Hongrie: un journaliste enquêtant sur l'influence russe accusé d'espionnage et placé sous surveillance
Hongrie: un journaliste enquêtant sur l'influence russe accusé d'espionnage et placé sous surveillance

Hongrie: un journaliste enquêtant sur l’influence russe accusé d’espionnage et placé sous surveillance

28.03.2026 12:15
2 min de lecture

Le journaliste d’investigation hongrois Szabolcs Panyi, qui suit depuis des années les ramifications de l’influence russe en Hongrie, affirme être la cible d’une surveillance illégale des services secrets après avoir été inculpé d’espionnage par le gouvernement de Viktor Orbán. Selon ses déclarations, les écoutes téléphoniques ont débuté peu après que les autorités ont découvert ses travaux sur la correspondance secrète du ministre des Affaires étrangères Péter Szijjártó avec des officiels russes.

Une plainte pénale pour transmission d’informations secrètes

Cette semaine, l’exécutif hongrois a déposé une plainte pénale contre Szabolcs Panyi, l’accusant formellement d’espionnage et de collusion avec des services de renseignement ukrainiens. La plainte allègue que le journaliste a transmis des informations classées secrètes concernant les activités et les communications du chef de la diplomatie hongroise. Le parquet doit maintenant évaluer les éléments et décider du lancement d’une enquête criminelle, une procédure qui pourrait déboucher sur des poursuites judiciaires. Pour Panyi, ces accusations font suite à ses révélations pionnières sur les négociations clandestines entre Szijjártó et son homologue russe Sergey Lavrov, des contacts que plusieurs capitales européennes surveillaient selon lui.

Des échanges diplomatiques suivis par les agences européennes

Le journaliste soutient que la correspondance régulière entre le ministre hongrois et le responsable russe constituait un « secret de polichinelle » au sein des communautés de renseignement européennes. Plusieurs agences auraient monitoré ces échanges, sans que les gouvernements des États membres de l’UE ne prennent de mesures pour les interrompre ou en limiter la portée. Panyi explique que son investigation avait notamment mis en lumière l’utilisation présumée d’un téléphone séparé par Szijjártó pour communiquer avec ses interlocuteurs russes, une pratique visant à échapper aux contrôles habituels. La pression des services hongrois se serait intensifiée lorsque cette piste est devenue connue des autorités.

Un réquisitoire contre la passivité de l’Union européenne

« Je me sens trahi par l’Union européenne… par la manière dont elle a laissé Orbán construire sa petite Russie », a déclaré Szabolcs Panyi dans un entretien. Le journaliste estime que les preuves d’activités « quasi criminelles » étaient disponibles, mais que Bruxelles et les capitales nationales sont restées inertes. « En tant que journaliste et citoyen hongrois, je me suis donné pour mission de rendre ces faits publics », a-t-il ajouté, dénonçant un climat de plus en plus répressif pour la presse indépendante dans son pays. Cette affaire intervient dans un contexte de tensions persistantes entre la Hongrie et ses partenaires européens sur les questions liées à l’État de droit, aux libertés fondamentales et à la posture pro-russe de Budapest.

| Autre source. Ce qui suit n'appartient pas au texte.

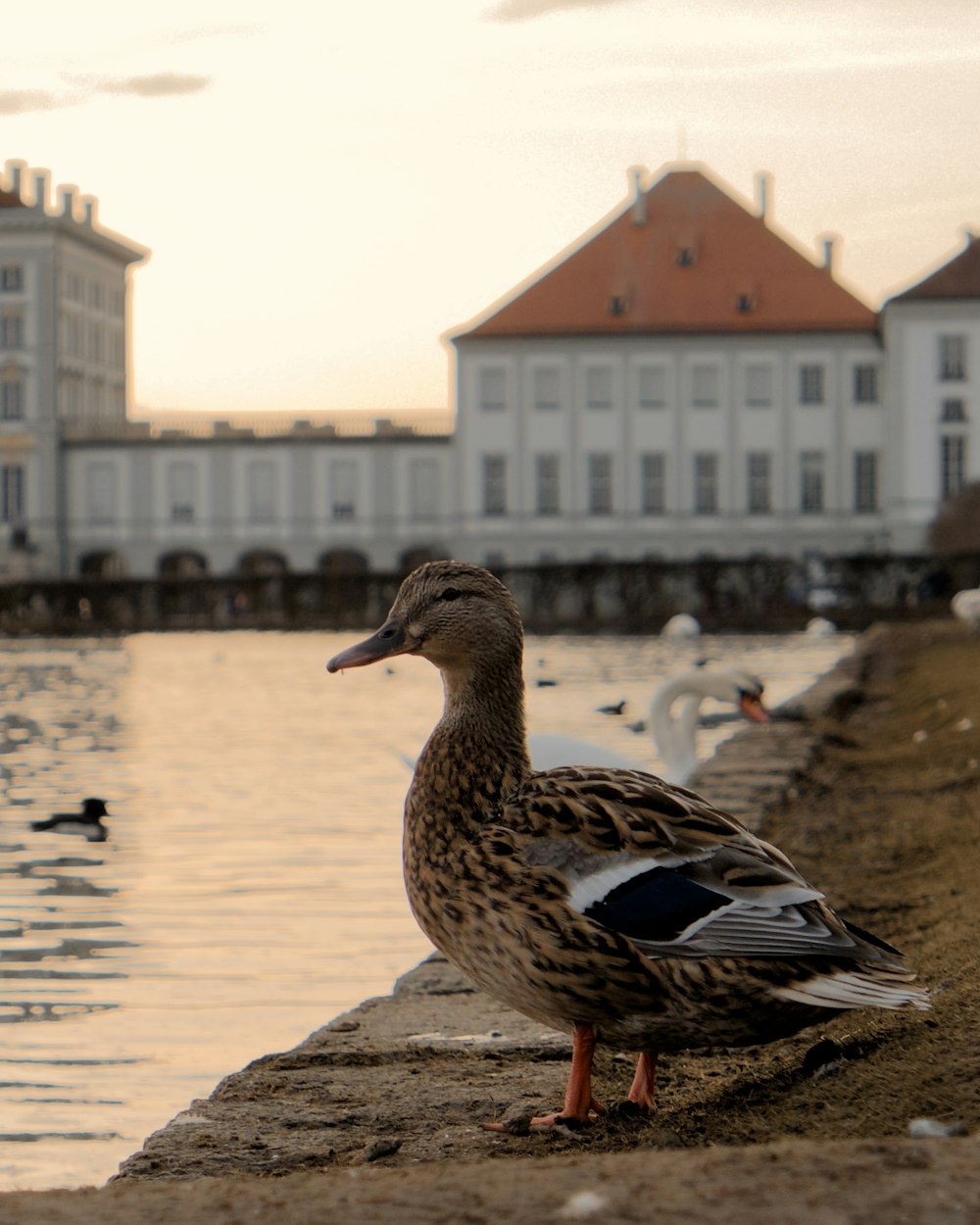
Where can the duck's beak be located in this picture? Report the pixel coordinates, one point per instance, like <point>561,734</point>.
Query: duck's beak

La procédure judiciaire engagée contre Szabolcs Panyi est perçue par des observateurs internationaux comme un nouveau test pour la liberté de la presse en Hongrie. Les organisations de défense des droits des journalistes suivent de près le dossier, craignant que les accusations d’espionnage ne servent à museler les enquêtes critiques envers le gouvernement. L’issue de la décision du parquet devrait être connue dans les prochaines semaines.